Rachel Best, 2010. “Situation or Social Problem: The influence of events on media coverage of homelessness.” Social Problems 57(1):74-91. PDF
Abstract: Despite a strong interest in media coverage of social problems, sociologists have failed to examine when and why news outlets present issues as problems in need of public action within short time periods. Through content analysis of 475 newspaper articles and negative binomial regression, I show that coverage of homelessness varies in the extent to which it presents homelessness as a social problem. The fact that not all news coverage discusses social problems challenges the claim that social problems necessarily compete for attention in a zero-sum game. I also examine the effects of three types of events (events promoted to the media by their actors and high- and low-profile events not promoted by their actors) on newspapers’ likelihood of describing homelessness as a social problem.

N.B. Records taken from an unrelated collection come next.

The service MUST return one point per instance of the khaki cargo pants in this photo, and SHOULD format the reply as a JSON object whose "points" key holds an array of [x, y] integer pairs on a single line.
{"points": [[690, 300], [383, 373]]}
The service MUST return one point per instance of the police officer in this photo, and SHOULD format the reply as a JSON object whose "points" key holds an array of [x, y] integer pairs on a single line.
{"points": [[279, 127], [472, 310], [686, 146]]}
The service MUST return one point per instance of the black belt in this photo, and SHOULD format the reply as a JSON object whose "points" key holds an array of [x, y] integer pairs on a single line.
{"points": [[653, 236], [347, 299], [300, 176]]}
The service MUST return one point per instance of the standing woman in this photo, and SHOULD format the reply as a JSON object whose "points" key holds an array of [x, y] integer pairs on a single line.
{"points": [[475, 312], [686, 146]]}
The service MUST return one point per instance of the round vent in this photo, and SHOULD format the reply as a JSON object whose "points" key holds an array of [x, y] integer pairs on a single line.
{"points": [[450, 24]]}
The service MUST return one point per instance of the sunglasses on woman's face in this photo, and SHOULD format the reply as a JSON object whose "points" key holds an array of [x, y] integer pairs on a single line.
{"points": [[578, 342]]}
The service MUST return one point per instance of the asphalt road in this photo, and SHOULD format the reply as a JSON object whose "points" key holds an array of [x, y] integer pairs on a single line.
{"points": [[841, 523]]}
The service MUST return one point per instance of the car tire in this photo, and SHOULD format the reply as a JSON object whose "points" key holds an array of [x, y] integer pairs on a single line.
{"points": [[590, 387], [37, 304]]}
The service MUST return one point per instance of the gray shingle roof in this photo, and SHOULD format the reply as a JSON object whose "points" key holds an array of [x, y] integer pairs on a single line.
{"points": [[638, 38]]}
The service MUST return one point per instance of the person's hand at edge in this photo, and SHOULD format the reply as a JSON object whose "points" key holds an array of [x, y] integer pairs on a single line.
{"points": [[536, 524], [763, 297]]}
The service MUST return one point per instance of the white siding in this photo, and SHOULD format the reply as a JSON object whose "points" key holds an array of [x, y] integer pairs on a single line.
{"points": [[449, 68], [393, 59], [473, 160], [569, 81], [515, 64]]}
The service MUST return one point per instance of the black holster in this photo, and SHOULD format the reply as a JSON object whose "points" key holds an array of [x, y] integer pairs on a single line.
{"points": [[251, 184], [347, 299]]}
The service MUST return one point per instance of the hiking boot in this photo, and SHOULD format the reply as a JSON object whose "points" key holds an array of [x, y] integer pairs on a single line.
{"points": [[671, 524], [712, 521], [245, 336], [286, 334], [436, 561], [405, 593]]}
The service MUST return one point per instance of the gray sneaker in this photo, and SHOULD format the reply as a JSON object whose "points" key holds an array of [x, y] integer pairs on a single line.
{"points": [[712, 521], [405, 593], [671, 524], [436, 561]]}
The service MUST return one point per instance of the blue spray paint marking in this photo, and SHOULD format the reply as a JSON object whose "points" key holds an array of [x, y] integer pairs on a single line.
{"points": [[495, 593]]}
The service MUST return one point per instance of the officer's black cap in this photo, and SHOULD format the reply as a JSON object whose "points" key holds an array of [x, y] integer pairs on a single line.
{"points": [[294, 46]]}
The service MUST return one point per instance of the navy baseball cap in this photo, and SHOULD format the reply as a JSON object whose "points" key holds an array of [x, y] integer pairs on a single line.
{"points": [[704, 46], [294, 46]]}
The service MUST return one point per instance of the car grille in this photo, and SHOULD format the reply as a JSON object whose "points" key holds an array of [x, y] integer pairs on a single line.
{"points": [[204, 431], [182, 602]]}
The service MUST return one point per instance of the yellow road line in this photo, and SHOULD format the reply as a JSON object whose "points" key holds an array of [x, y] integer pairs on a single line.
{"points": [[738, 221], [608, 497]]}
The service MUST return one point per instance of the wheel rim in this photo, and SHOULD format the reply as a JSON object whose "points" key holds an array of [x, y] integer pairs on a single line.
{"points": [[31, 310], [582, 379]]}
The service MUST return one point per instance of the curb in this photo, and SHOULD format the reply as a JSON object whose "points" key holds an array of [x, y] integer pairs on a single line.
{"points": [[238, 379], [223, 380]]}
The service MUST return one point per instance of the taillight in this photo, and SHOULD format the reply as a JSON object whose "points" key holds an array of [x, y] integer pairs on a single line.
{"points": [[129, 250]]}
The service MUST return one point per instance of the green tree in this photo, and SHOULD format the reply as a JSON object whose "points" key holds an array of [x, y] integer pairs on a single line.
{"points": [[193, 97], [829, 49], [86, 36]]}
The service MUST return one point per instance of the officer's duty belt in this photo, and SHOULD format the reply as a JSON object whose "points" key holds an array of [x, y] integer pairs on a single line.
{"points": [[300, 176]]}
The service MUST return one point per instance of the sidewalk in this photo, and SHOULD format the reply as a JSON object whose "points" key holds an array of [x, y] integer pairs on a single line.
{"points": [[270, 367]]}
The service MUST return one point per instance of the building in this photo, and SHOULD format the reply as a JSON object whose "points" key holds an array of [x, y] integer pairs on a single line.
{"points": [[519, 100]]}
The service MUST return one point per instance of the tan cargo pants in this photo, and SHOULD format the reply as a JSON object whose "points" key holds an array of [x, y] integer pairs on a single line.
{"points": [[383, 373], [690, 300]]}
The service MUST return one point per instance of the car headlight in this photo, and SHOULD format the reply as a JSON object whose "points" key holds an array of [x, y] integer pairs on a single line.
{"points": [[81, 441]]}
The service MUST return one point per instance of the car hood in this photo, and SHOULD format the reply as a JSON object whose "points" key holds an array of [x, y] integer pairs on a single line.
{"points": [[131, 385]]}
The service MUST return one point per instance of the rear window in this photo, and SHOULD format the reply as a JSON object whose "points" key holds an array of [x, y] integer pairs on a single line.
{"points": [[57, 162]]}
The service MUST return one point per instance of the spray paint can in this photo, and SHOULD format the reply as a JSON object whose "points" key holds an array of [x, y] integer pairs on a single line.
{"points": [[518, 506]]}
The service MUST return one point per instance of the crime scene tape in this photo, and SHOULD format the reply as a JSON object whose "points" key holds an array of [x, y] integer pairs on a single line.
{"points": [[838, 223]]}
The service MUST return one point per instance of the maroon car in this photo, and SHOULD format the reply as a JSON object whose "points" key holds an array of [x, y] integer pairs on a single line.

While previous researchers predicted that events not promoted by their actors would lead to media coverage that challenged the status quo, I find that actor-promoted events are much more likely to do so. This finding highlights the importance of institutionalized action in calling attention to social problems.
David L. Kirp and Rachel Best, 2007. “Life Way After Preschool.” Pp. 50-75 in The Sandbox Investment: The Preschool Movement and Kids-First Politics. Cambridge, MA: Harvard University Press.
Abstract: This chapter focuses on the use of social science research in preschool policy debates. We review forty years of social science research on preschool’s effects and track how this research has been used in policymaking.